Suppose $u,f$ periodic and smooth in $Q=[0,1]^n$ such that $\Delta u=f$. Show that for each $i,j$, $$\int_Q \left| \frac{\partial^2 u}{\partial x_i \, \partial x_j} \right|^2 \leq C \int_Q |f|^2.$$
My attempt so far: In previous parts of the problem, we have been asked to find the Fourier series for $f$ in terms of the Fourier series of $u$, $$u(x)=\sum_{k\in \mathbb{Z}^n}\hat{u}(k)e^{2\pi i \langle x,k\rangle}.$$
I come up with $$f(x) = \sum_{k\in \mathbb{Z}^n \setminus 0}\hat{u}(k)(2\pi i)^2 \|k\|^2 e^{2\pi i \langle x,k\rangle}.$$
Now if I try to write $\frac{\partial^2 u}{\partial x_i \, \partial x_j}$ in a series, I get
$$\sum_{k\in \mathbb{Z}^n}\hat{u}(k)(2\pi i )^2k_ik_je^{2\pi i \langle x,k \rangle},$$
and now my idea has been to compare the $\ell^2$ norms of the sequences of coefficients. In this question I tried to come up with a relevant inequality, but found that what I was looking for was impossible. Any ideas?
The Fourier series approach is exactly on target, and the negative answer to your other question was merely a result of the question being misstated.

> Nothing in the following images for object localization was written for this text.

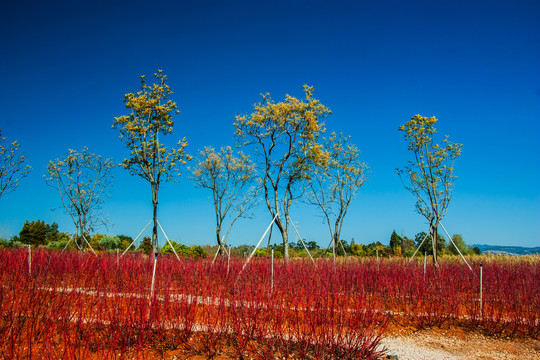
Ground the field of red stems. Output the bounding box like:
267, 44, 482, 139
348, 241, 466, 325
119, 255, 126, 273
0, 249, 538, 360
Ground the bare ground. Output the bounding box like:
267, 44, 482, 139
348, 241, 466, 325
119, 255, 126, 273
380, 327, 540, 360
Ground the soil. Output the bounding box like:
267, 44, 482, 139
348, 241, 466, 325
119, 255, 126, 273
126, 327, 540, 359
380, 326, 540, 360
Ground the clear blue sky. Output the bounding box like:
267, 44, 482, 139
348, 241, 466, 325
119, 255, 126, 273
1, 0, 539, 248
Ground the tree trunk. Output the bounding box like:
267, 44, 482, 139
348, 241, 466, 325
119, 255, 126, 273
274, 213, 290, 261
283, 230, 289, 260
152, 183, 159, 254
332, 232, 337, 263
431, 223, 439, 267
216, 226, 224, 255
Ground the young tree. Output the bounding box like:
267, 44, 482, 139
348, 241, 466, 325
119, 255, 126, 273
0, 129, 31, 198
46, 147, 114, 250
397, 115, 462, 266
113, 70, 191, 253
234, 85, 331, 260
307, 132, 368, 261
192, 146, 258, 255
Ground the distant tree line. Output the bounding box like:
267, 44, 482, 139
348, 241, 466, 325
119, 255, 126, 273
0, 220, 481, 259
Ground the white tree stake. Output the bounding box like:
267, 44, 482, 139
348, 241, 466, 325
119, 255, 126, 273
409, 232, 430, 262
211, 246, 220, 265
157, 220, 181, 262
62, 233, 77, 253
81, 234, 98, 256
148, 252, 158, 319
122, 219, 152, 257
227, 246, 231, 277
271, 249, 274, 292
480, 262, 483, 318
339, 239, 348, 257
290, 220, 315, 264
439, 221, 472, 272
424, 251, 427, 279
241, 212, 279, 272
28, 244, 31, 276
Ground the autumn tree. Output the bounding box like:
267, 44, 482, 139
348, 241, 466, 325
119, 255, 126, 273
307, 132, 368, 261
191, 146, 258, 255
0, 129, 31, 198
113, 70, 190, 253
397, 115, 462, 266
46, 147, 114, 250
235, 85, 330, 260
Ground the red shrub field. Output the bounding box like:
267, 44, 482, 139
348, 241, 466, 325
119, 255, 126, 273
0, 248, 538, 359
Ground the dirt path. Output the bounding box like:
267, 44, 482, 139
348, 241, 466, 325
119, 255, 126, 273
379, 328, 540, 360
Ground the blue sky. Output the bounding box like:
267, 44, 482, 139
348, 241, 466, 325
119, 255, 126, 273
1, 0, 539, 248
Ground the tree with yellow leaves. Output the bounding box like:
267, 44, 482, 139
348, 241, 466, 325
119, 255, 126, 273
113, 70, 190, 253
307, 132, 369, 262
46, 147, 114, 250
397, 115, 462, 266
235, 85, 330, 260
191, 146, 258, 256
0, 129, 31, 198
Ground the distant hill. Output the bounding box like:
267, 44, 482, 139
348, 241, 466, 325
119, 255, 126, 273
473, 244, 540, 256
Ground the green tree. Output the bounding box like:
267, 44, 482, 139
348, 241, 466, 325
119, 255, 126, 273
138, 236, 153, 254
350, 243, 365, 257
390, 230, 403, 255
401, 236, 416, 256
113, 70, 191, 253
46, 147, 114, 251
192, 146, 258, 255
19, 220, 48, 246
160, 240, 189, 256
448, 234, 471, 256
414, 231, 446, 256
117, 235, 134, 251
45, 222, 61, 243
0, 129, 31, 198
397, 115, 462, 266
235, 85, 330, 260
307, 132, 368, 262
365, 241, 389, 257
98, 235, 121, 251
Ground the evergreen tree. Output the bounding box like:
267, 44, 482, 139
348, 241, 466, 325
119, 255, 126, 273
19, 220, 48, 246
390, 230, 403, 255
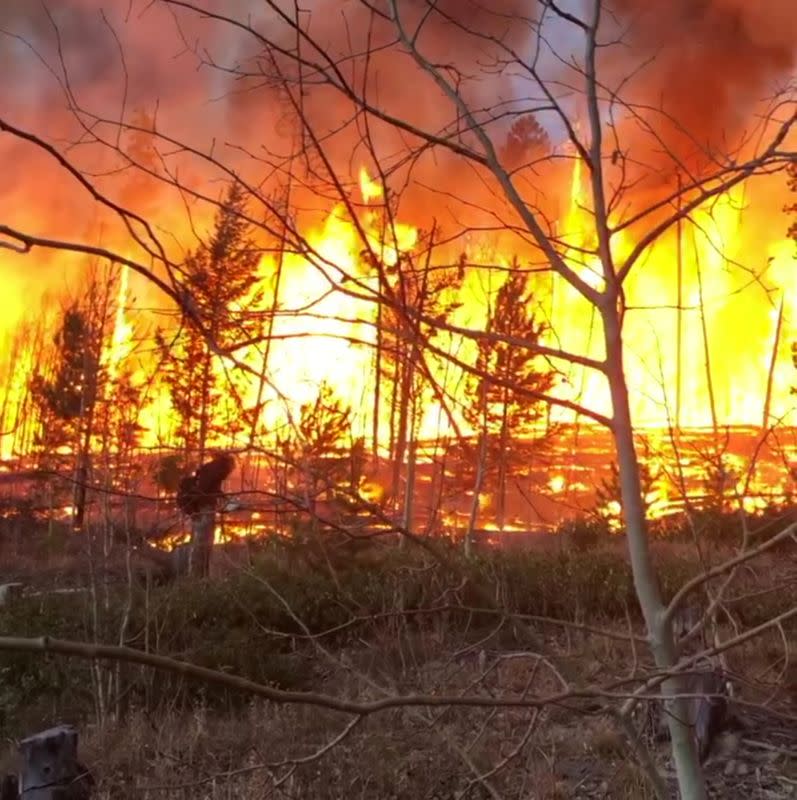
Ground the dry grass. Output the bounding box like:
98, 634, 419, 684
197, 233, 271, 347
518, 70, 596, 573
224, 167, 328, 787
0, 516, 794, 798
0, 620, 679, 799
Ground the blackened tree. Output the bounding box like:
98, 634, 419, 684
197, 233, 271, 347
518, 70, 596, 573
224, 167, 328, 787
371, 233, 464, 504
33, 305, 96, 441
786, 165, 797, 394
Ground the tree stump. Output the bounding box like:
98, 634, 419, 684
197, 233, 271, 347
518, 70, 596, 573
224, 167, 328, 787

For every $x\in\mathbb R^n$ and every pair of indices $i,j$,
$$|x_ix_j|\le \sum_{r=1}^n x_r^2 $$ It is tempting to put $\frac12 $ on the right, but this does not work when $i=j$. Indeed, when the function depends on $x_1$ only, the second derivative in $x_1$ is exactly the same as the Laplacian. So, $C=1$ cannot be improved.